ORLANDO, FL. Employees at a downtown Orlando bar were not reporting illness symptoms to management, toxic chemicals were improperly stored near food, and no one in charge was actively overseeing operations when state inspectors walked in on June 12.
Underground Public House on South Orange Avenue drew 7 high-severity violations and 5 intermediate violations during that single inspection. The bar was not emergency-closed.
What Inspectors Found
The violation that most directly endangered customers was the finding that employees were not reporting illness symptoms. Food workers who show up sick and do not disclose it are the leading cause of multi-victim outbreaks, particularly Norovirus, which spreads through a facility rapidly once a single infected worker handles food or surfaces.
That violation did not exist in isolation. Inspectors also found the bar had no written employee health policy, meaning there was no formal system requiring sick workers to report symptoms in the first place. The two violations together describe a workplace where a sick employee had no obligation to say anything and no mechanism to prompt them to do so.
Toxic chemicals were also found improperly stored or labeled near food. That violation carries a risk of acute poisoning through direct contamination or through mislabeled containers mistaken for food-safe products.
Inspectors additionally cited improper handwashing technique, food contact surfaces that were not properly cleaned or sanitized, multi-use utensils not properly cleaned, and improper sanitizing solution or procedures. Wiping cloths were improperly used, single-use items were being reused, and sewage or wastewater was not being disposed of properly. No consumer advisory was posted for any raw or undercooked menu items.
The person in charge was either not present or not performing their duties.
What These Violations Mean
The combination of no employee health policy, no illness reporting, and no active person in charge is not a paperwork problem. CDC data associates establishments without active managerial control with three times as many critical violations as those with engaged oversight. When management is absent or passive, the violations documented in this inspection become more likely, not less.

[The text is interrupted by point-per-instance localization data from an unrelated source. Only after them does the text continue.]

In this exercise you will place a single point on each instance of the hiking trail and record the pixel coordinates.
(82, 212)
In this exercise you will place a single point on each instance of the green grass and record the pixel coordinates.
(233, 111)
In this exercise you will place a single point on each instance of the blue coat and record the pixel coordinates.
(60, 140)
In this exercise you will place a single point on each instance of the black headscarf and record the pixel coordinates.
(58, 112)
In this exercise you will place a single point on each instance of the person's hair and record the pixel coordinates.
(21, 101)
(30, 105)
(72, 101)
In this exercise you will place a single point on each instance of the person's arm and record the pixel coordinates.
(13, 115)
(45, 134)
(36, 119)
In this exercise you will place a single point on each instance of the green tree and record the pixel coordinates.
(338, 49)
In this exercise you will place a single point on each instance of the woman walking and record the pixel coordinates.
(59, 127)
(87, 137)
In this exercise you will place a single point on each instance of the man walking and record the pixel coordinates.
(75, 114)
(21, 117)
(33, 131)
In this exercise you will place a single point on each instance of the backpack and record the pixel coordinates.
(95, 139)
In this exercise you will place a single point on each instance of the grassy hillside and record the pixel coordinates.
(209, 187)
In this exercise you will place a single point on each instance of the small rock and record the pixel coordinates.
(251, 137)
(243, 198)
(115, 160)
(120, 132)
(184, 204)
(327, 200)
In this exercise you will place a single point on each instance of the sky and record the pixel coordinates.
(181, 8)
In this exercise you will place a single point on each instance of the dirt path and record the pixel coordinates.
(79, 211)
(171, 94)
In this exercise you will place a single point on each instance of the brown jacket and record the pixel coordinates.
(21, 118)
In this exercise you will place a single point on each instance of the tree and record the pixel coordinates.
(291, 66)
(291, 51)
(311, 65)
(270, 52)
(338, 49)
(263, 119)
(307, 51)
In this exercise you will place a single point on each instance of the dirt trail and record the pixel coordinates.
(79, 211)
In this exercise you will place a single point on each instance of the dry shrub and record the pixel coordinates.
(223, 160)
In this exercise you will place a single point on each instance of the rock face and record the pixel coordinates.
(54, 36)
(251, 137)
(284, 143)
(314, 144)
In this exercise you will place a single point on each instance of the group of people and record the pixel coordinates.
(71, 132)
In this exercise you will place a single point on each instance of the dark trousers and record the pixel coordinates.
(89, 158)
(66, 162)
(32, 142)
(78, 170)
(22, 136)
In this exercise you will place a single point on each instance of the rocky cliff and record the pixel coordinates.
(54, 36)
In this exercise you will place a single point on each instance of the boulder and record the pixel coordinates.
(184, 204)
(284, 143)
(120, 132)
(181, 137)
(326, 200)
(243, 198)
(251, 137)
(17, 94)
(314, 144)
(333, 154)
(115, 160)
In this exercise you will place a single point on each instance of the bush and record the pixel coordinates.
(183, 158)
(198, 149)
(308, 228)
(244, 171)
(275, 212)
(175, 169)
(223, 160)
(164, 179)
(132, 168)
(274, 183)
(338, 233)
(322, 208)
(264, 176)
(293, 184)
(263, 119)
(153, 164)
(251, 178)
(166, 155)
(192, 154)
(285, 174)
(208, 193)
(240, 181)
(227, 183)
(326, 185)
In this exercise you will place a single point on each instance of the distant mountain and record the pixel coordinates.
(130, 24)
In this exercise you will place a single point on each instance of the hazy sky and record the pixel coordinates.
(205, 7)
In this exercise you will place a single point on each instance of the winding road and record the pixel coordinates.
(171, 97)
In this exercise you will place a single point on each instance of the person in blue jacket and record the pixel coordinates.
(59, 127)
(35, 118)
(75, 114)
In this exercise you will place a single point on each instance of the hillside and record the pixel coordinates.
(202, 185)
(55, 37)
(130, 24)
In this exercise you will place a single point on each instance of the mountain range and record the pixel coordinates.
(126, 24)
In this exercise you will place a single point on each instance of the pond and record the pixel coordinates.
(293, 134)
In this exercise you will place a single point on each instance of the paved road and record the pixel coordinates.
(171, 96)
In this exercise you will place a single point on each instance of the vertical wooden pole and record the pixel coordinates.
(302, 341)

The illness reporting failure is the most acute public health concern. Norovirus, which causes roughly 20 million cases of foodborne illness in the United States each year, spreads directly from infected food workers to customers through contaminated food and surfaces. Without a written health policy at Underground Public House, there was no formal trigger for a sick worker to stay home or notify a supervisor.

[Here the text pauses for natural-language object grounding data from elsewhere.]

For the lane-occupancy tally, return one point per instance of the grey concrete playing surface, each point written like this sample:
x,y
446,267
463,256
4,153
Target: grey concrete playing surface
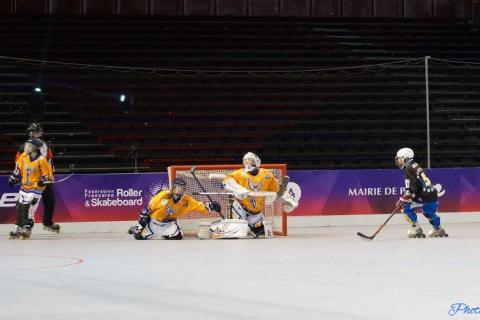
x,y
322,273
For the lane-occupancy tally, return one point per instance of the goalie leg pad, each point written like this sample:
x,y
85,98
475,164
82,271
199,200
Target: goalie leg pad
x,y
162,230
430,212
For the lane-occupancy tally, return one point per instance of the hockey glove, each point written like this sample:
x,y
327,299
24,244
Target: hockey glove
x,y
404,201
144,217
214,206
42,181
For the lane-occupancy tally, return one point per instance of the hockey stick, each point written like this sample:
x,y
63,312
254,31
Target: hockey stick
x,y
250,194
381,227
192,171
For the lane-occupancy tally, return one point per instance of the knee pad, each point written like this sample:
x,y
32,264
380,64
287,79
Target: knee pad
x,y
138,236
22,213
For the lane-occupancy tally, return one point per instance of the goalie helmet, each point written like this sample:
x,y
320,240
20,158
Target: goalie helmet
x,y
33,145
179,186
251,161
404,157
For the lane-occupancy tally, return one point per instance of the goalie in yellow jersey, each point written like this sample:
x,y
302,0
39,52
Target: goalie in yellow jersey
x,y
158,220
33,172
253,178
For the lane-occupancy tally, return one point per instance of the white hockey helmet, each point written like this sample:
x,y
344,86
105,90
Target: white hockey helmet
x,y
251,161
404,157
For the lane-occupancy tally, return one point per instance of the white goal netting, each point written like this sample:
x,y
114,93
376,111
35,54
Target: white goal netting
x,y
210,176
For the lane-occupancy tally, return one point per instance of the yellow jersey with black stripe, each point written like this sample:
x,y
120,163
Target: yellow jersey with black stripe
x,y
32,170
163,208
264,180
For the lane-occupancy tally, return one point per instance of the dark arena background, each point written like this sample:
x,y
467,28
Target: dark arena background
x,y
132,94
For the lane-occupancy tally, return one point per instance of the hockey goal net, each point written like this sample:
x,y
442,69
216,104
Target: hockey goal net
x,y
208,175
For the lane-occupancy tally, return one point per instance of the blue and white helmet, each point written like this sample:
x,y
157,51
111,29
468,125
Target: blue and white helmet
x,y
404,157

Improperly cleaned food contact surfaces and multi-use utensils compound that risk. Bacterial biofilms develop on improperly cleaned utensils within 24 hours and are resistant to standard cleaning once established. Paired with sanitizing solutions that were not at proper concentration, surfaces that appeared clean may not have been.
The sewage violation adds a separate contamination pathway. Improper wastewater disposal creates conditions for fecal contamination to spread through a facility, a risk that does not require direct contact with food to reach customers.
The Longer Record
The June 12 inspection was the 23rd on record for Underground Public House. Across those inspections, the facility has accumulated 254 total violations. It has never been emergency-closed.
The prior inspection history shows that serious violations are not new here. In April 2022, inspectors cited 3 high-severity violations. In June 2023, there were 2 high-severity and 3 intermediate violations. As recently as April 2025, a high-severity violation was documented. The facility has cycled through periods of relatively clean inspections and periods with elevated violation counts, but the June 2026 inspection represents the worst single-visit result in the available record by a significant margin: 7 high-severity violations in one visit.
No prior inspection in the available data shows a violation count close to what inspectors documented this month. The previous high was 3 high-severity violations in a single visit, in April 2022. The jump to 7 in June 2026 is not a continuation of a stable pattern. It is a departure from it.
Still Open
Florida's emergency closure authority is triggered when an inspector determines an immediate threat to public health exists. Seven high-severity violations at Underground Public House on June 12, including sick employees not reporting illness, toxic chemicals near food, and no functioning managerial oversight, did not meet that threshold.
The bar remained open after the inspection.